“Oh, Perolli, can’t you tell them we’re starving? It’s almost one o’clock in the morning!” cried Frances, pathetically.

“Be patient,” said Perolli. “How many times must I say that it isn’t polite in Albania to be so greedy?”

“But it’s eleven hours since any of us had a bite!” Frances protested. “Don’t tell me Cheremi and our other men aren’t starving.”

“Albanians don’t care so much about food,” said Perolli. “I’m not hungry.” He lit another cigarette, and, seeing the circle of politely incurious but keen eyes fixed on us, I said, “Tell them that we are very much interested in the story about the ora, and that we want to hear about the man who married one.” And I surreptitiously prodded Alex, who, sitting bolt upright with her eyes open, was obviously asleep with fatigue.

The man who had spoken of that unearthly marriage rolled and licked a cigarette, offered it to Alex with his hand on his heart, rolled himself another, lighted both with a blazing twig, settled comfortably on his heels, and began.

“This man was my friend, well known to me and to all the families of Ipek. A strong man, a good fighter, and respected by all. But his life was not complete, for the girl his father had chosen for him had died, and he was not married. There were many girls he might have had, girls of Montenegro and even of Shala and Shoshi and Kossova, but he said that he did not wish to marry. He came to his thirty-seventh year and was not married.

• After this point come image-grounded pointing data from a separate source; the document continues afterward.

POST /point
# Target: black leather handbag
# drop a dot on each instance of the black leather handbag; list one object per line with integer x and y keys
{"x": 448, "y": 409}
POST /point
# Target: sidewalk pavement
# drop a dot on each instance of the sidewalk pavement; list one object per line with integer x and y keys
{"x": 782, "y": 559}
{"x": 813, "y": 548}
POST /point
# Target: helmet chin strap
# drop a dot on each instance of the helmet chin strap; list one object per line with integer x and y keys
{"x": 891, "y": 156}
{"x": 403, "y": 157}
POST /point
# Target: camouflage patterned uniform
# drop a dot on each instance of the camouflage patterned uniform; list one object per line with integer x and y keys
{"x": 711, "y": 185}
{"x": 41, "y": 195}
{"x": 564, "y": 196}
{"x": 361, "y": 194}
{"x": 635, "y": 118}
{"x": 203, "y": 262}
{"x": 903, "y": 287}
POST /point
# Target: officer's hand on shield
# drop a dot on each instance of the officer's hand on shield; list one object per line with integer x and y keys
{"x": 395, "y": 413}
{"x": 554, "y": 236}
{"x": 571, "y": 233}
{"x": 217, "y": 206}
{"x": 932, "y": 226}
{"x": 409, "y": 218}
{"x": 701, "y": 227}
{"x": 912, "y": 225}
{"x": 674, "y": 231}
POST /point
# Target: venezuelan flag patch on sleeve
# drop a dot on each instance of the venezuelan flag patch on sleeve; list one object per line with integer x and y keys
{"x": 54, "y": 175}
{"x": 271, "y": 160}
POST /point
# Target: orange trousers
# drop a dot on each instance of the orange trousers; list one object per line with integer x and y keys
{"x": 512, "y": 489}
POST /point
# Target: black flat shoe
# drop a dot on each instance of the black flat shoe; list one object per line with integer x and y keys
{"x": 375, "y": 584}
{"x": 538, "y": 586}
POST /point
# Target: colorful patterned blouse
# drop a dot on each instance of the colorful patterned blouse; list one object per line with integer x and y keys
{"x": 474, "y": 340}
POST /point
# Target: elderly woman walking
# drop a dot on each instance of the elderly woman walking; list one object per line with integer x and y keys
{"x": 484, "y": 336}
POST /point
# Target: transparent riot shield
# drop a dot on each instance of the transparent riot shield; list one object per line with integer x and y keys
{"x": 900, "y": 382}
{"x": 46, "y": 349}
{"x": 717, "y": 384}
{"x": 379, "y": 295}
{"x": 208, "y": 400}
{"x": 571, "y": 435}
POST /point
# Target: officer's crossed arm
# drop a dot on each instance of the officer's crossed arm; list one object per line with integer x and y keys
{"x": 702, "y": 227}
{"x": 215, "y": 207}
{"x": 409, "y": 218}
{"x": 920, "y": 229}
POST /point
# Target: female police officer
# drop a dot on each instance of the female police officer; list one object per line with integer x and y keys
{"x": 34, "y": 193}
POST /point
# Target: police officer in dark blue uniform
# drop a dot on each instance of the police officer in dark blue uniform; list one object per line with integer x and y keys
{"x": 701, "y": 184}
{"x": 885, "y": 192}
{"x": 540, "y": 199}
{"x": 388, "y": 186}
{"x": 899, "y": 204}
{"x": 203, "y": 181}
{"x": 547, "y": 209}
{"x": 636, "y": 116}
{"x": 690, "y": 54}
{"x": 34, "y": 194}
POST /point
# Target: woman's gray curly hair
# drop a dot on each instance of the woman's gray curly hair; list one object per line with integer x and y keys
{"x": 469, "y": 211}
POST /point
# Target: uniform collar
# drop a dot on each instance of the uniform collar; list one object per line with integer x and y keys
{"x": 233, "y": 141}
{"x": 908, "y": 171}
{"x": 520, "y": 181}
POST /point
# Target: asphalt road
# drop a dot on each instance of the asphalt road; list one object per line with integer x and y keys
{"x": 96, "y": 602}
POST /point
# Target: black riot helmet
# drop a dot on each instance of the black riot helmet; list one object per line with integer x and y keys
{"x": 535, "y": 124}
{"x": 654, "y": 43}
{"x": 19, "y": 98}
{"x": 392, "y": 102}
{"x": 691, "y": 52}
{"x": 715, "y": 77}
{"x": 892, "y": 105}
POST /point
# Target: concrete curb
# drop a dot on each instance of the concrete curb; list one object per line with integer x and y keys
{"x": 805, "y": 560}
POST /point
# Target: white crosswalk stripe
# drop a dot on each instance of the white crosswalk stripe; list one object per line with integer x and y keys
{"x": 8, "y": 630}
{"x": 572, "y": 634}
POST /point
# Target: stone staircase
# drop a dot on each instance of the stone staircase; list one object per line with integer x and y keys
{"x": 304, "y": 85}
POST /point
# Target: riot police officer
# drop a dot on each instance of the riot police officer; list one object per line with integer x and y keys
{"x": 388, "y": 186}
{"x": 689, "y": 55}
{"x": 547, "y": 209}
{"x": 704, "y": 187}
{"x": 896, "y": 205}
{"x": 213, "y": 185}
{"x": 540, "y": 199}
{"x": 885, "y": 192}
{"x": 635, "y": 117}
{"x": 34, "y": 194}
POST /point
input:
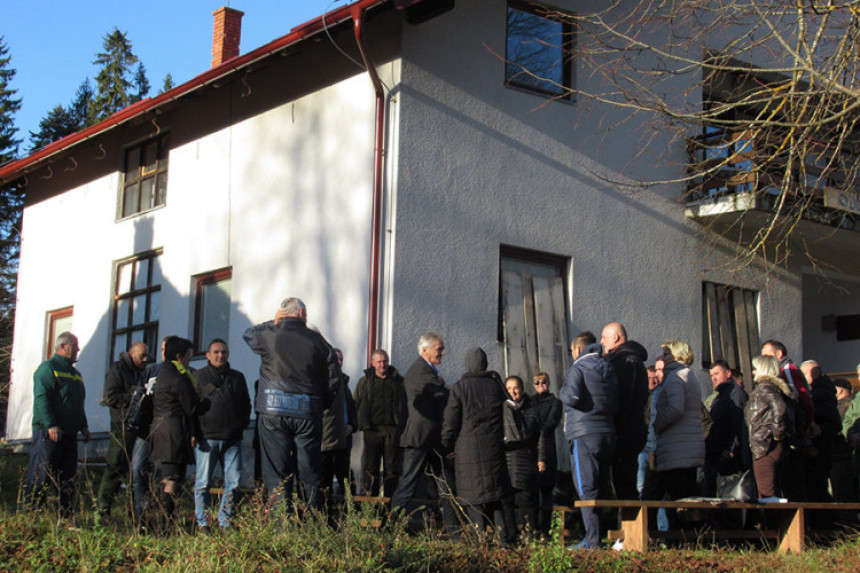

“One night he was sitting alone in his house, making a cup of coffee in the ashes of the fire, when the door opened. He looked, and there was a woman who had come out of the darkness. She was no woman of our tribe, nor of any other tribe of man, though she was dressed like our women. My friend looked at her and said to himself that he had never known women could be so beautiful. Men could be as beautiful as that, yes, but not women. And he knew, though he did not know how he knew, that she was not of our kind.

“He said to her, ‘Long life to you!’ and she replied, ‘And to you long life!’ She came and sat by his fire, and he gave her the cup of coffee one gives a guest. She drank it and returned the cup to him, saying, ‘Good trails to your feet!’ Then they looked at each other for some time without speaking.

“Then she said to him, ‘Am I not beautiful?’ And he said, ‘Yes.’ She said to him, ‘Have you ever seen a woman more beautiful?’ And he said, ‘No.’ And after she had been silent for a long time she said to him, ‘Will you marry me?’ And he said, ‘No.’

“She said to him, ‘Do you think you will find a woman more beautiful than I?’ He looked at her between the eyes and said, ‘I know that I shall never see a woman so beautiful.’ She said, ‘Then will you marry me?’ And he said, ‘No.’